Auransa and USC are also collaborating on a broader approach to bring novel and much needed therapeutics to cancer patients, leveraging both Auransa’s proprietary artificial intelligence (AI) drug discovery platform to identify novel disease mechanisms and capabilities from the Rosalie and Harold Rae Brown Center for Cancer Drug Development at the USC Norris Comprehensive Cancer Center.

“The Brown Center for Cancer Drug Development takes an integrated academic-industry approach to achieve our mission of accelerating promising oncology therapeutics into the clinic through collaborative drug development,” said Caryn Lerman, PhD, director of USC Norris Comprehensive Cancer Center, and associate dean for cancer programs at the Keck School of Medicine at USC.   “Together with Auransa, we are optimistic that we can develop new therapeutics for patients in need and further our mission.”

Disclosure: If this trial is successful, USC has the potential to receive royalty payments under the collaboration agreement with Auransa.

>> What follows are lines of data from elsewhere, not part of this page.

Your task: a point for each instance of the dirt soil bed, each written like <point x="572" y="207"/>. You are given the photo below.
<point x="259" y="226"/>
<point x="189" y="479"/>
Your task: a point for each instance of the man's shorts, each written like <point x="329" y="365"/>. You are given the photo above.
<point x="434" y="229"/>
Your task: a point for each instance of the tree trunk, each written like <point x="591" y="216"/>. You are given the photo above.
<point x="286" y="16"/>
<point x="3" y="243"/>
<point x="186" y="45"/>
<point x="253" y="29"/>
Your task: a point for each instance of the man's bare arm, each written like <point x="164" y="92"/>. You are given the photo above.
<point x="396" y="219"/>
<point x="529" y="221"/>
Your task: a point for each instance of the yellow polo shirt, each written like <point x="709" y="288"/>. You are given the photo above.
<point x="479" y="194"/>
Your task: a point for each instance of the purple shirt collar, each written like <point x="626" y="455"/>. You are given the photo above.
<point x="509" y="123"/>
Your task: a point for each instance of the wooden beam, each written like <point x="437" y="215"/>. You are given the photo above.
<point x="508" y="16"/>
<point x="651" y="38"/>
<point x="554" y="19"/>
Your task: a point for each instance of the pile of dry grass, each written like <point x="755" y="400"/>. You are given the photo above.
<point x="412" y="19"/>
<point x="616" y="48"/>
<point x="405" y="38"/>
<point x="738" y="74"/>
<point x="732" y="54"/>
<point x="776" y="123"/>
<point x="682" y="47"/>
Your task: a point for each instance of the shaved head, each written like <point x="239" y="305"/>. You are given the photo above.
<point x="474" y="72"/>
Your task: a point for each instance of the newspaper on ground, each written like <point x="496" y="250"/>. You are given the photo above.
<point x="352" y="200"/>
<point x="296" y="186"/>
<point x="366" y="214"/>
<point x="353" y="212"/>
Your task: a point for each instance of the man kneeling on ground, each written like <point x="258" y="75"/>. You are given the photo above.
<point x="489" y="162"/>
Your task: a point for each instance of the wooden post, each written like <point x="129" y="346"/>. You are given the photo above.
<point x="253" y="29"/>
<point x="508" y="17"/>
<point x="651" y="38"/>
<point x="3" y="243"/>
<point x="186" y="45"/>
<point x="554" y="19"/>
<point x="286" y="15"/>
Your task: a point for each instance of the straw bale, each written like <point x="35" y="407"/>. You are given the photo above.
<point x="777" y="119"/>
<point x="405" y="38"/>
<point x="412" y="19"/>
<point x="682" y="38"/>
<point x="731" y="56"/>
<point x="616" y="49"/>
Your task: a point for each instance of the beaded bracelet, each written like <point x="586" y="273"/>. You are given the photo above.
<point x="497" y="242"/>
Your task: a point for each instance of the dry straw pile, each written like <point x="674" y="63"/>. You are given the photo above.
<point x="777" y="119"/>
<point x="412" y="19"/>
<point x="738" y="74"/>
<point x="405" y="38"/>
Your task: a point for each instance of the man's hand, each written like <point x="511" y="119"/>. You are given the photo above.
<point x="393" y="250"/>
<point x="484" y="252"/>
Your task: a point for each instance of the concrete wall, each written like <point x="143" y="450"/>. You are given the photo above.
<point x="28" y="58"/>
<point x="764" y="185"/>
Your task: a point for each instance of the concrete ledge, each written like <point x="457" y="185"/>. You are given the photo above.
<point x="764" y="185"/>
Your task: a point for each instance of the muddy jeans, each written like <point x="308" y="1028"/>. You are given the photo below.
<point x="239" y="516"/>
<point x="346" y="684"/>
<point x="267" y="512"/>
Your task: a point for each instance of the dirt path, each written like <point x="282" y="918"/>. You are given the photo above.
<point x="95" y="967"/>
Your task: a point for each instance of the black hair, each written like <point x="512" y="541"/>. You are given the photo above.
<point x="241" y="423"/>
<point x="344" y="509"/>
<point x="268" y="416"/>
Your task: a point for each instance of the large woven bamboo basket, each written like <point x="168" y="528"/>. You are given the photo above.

About University of Southern California’s Norris Comprehensive Cancer Center

The USC Norris Comprehensive Cancer Center (USC Norris), located in Los Angeles, is a major regional and national resource for cancer research, treatment, prevention, education, and community engagement. The National Cancer Institute (NCI) has designated the USC Norris Comprehensive Cancer Center as one of the nation’s 52 comprehensive cancer centers, a select group of institutions providing leadership in cancer treatment, research, prevention, and education. USC Norris has held this designation since 1973, at which time it was named as one of the first eight such centers in the country. The Rosalie and Harold Rae Brown Center for Cancer Drug Development (CCDD) at the USC Norris was launched in 2020 with a generous gift from the Rosalie and Harold Rae Brown Foundation.  The CCDD employs an integrated academic-industry-focused management model to engage investigators from different disciplines, collapse gaps in expertise, resources, and funding, and ensure that programs have a high likelihood of progressing to the clinic.